Michael Fassbender turns in a bravura performance as Macbeth, and a forcefully internal one; he seems not to project the soliloquies, but to plunge them, sharpened, into his own soft skin. Actors tend to let guilt overwhelm the character after his deeds begin; Fassbender’s performance often runs counter to those traditions. His doubts come almost entirely before the murder of Duncan, rather than after; in the harsh light of morning, he is, and feels, cleansed and empowered. When that gives way to paranoia, he scampers inward — drinking, hallucinating, Macbeth as Howard Hughes. Fassbender rarely speaks above a whisper, and when he mouths the play’s most iconic phrases, he makes them breathe anew.
Marion Cotillard’s work as Lady Macbeth is as external as Fassbender’s is internal (in the best sense of the word); the impatience in her eyes as she watches him unravel is downright unnerving, and double that for her frozen face when Duncan’s body is discovered. This is a viper snake of a performance, playing the character’s manipulative nature to the hilt — her final hard-sell of the murder plan is, to put it politely, quite physical — and coldly dismissing his eventual guilt with a shrugging, “What’s to be done?”

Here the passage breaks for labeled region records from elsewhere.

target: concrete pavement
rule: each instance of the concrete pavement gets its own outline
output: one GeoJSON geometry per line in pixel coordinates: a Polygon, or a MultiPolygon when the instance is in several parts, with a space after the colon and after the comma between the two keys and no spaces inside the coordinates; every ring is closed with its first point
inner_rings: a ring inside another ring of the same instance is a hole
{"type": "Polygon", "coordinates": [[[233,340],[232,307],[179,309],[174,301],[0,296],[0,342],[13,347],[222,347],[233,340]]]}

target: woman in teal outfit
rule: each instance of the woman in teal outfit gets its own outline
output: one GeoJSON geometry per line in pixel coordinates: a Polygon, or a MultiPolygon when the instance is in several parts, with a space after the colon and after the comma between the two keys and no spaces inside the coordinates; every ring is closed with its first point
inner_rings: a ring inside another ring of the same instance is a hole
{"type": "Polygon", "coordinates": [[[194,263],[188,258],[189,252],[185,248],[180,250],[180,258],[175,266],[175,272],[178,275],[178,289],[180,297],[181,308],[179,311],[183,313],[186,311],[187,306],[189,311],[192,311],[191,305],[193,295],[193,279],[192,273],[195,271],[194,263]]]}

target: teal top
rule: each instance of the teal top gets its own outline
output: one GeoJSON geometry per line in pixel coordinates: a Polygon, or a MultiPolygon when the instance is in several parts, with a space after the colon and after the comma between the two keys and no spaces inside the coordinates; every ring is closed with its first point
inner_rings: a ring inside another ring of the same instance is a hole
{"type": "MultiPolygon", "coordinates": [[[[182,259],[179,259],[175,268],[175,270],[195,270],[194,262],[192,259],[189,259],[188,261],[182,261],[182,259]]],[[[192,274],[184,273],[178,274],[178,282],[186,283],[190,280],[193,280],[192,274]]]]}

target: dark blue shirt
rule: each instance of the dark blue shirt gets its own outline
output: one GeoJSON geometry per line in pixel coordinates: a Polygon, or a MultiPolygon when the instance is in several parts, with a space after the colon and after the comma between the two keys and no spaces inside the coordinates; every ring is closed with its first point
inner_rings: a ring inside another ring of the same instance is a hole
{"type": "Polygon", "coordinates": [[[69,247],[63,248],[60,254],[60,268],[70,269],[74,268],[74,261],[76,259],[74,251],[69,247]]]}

Any time a filmmaker attempts to push Shakespeare on the modern audience in this kind of stripped-down fashion, there’s some pushback — and indeed, as Kurzel dwells on those early battles, it’s worth noting that he’s also delaying the dialogue. But this is a play that supports the bare-bones treatment, because in many ways, Macbeth is a text as much about mood as words; it’s a terrifying, seemingly irreversible dirge, gloomy and rainy and blood-soaked. Kurzel’s film gets that right, and plenty more besides.
Macbeth is out Friday in limited release.